Steps towards generalizing vectorization in Affine

Thanks for starting this thread Diego and sorry for the delay, I was out last week.
I think you put the finger on some key composability limitations.

The main problem I see is that vector.transfer is a high-level op (which you also mention in your last post) but for some reason, 1-D affine.vector_load/store “raises” to it on the way to LLVM. I understand this was done for expediency but it seems to me this is the root cause of your immediate problem. I would look into 2 things:

  1. refactoring the lowering of affine to std to avoid going through vector.transfer.
  2. have a legalization pattern that takes 1-D vector.transfer ops with agreeable (permutation map + alignment + layout) and rewrite those to affine.vector operations. You can then apply those patterns greedily. If you use a post-pass that comes immediately after vectorization, this could grow to legalize more things for affine analyses and transformations, in the future.

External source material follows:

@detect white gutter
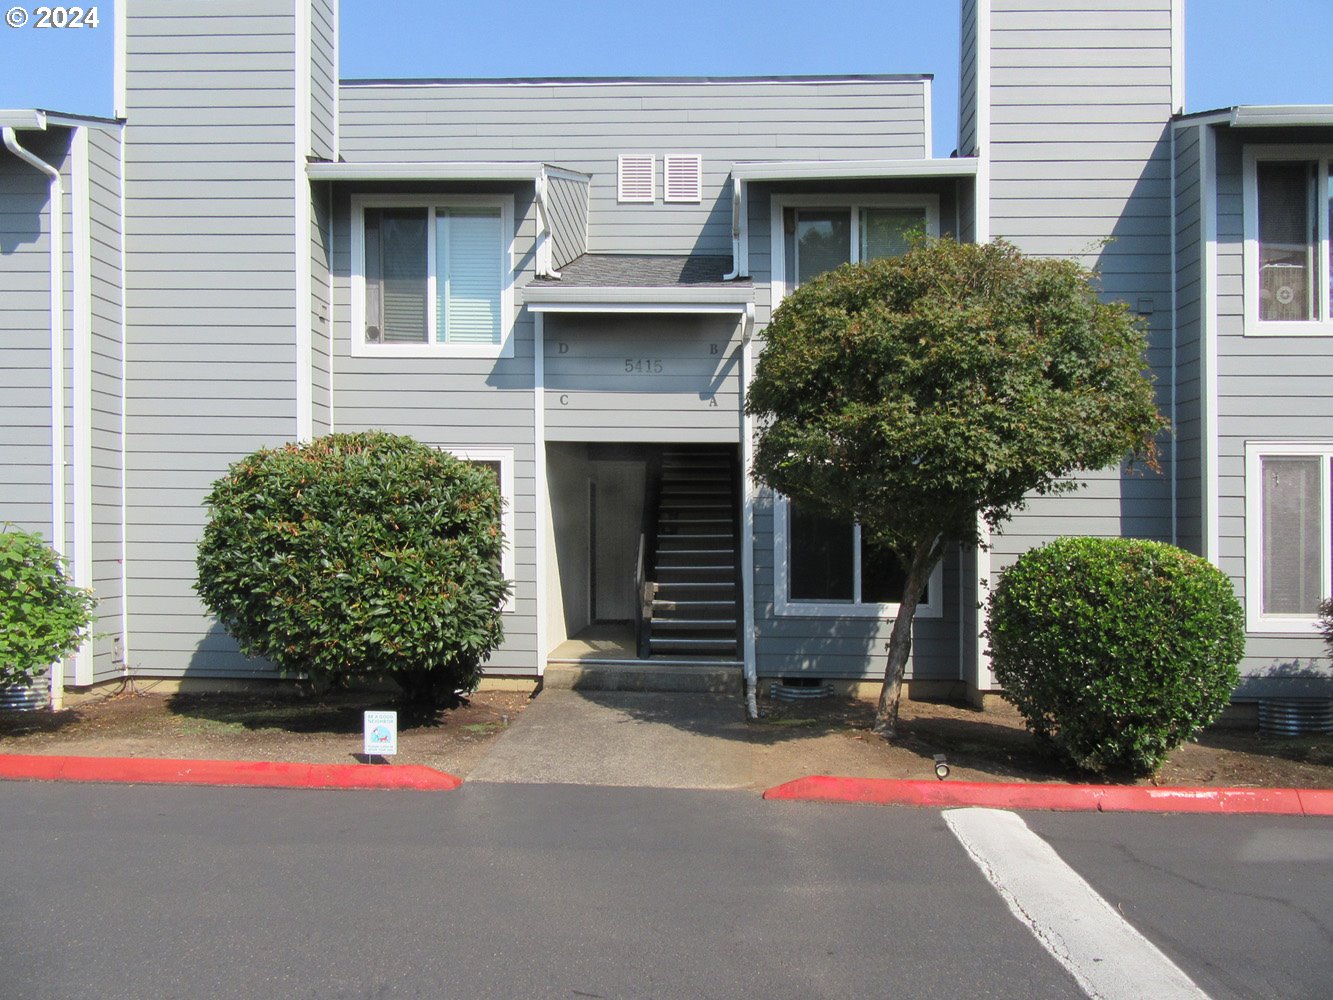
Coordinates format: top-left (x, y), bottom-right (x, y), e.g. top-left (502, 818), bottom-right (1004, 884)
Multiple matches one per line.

Absolutely, the affine dialect has some conflations and limitations, here is a small laundry list for such an ecosystem that I would welcome:

  1. AffineExpr/AffineMap (resp. affine.apply/min/max) are not affine types (resp. operations) but really std/arith types (resp. operations) that apply to arbitrary index and behave differently for “symbols” and “dims” (for affine.apply, dims compose, symbols concatenate). What SSA values “symbols” and “dims” are allowed to bind to in a particular transformation setting is completely orthogonal. Longer term, this hints at a new arith dialect that can be expanded with polynomial, log/exp/shift (for recursive, FFT, scans etc).
  2. most other affine dialect operations are just std operations whose operands are the result of arith.affine_apply/min/max with extra dim/symbol operands requirements related to AffineScope. Using the std form for these ops with additional arith.affine_apply/min/max analysis/canonicalizations would trigger the following:
    a. shake up missing canonicalization infra (e.g. std.addiarith.affine_apply, nested loop bounds canonicalization, …).
    b. mix affine and non-affine indexing within a given load/store like op: it should be pretty easy to extend dependence analysis to support some dependences that are partially *-distance (Allen & Kennedy notation) and relax existing violated dependence analysis checks (e.g. here).
    c. longer-term, remove duplicated “affine-only” IR, whose existence is a byproduct of MLIR initially only being able to represent affine.load/store/for/if. Arguably, this would require a bit of “raising”/analysis to make arith.affine_apply/min/max more prominent, but this is simple in the overall picture.
  3. extend and generalize transformations that have been implemented pessimistically in “affine only” form to also work more optimistically with only subsets of arith.affine_apply operands.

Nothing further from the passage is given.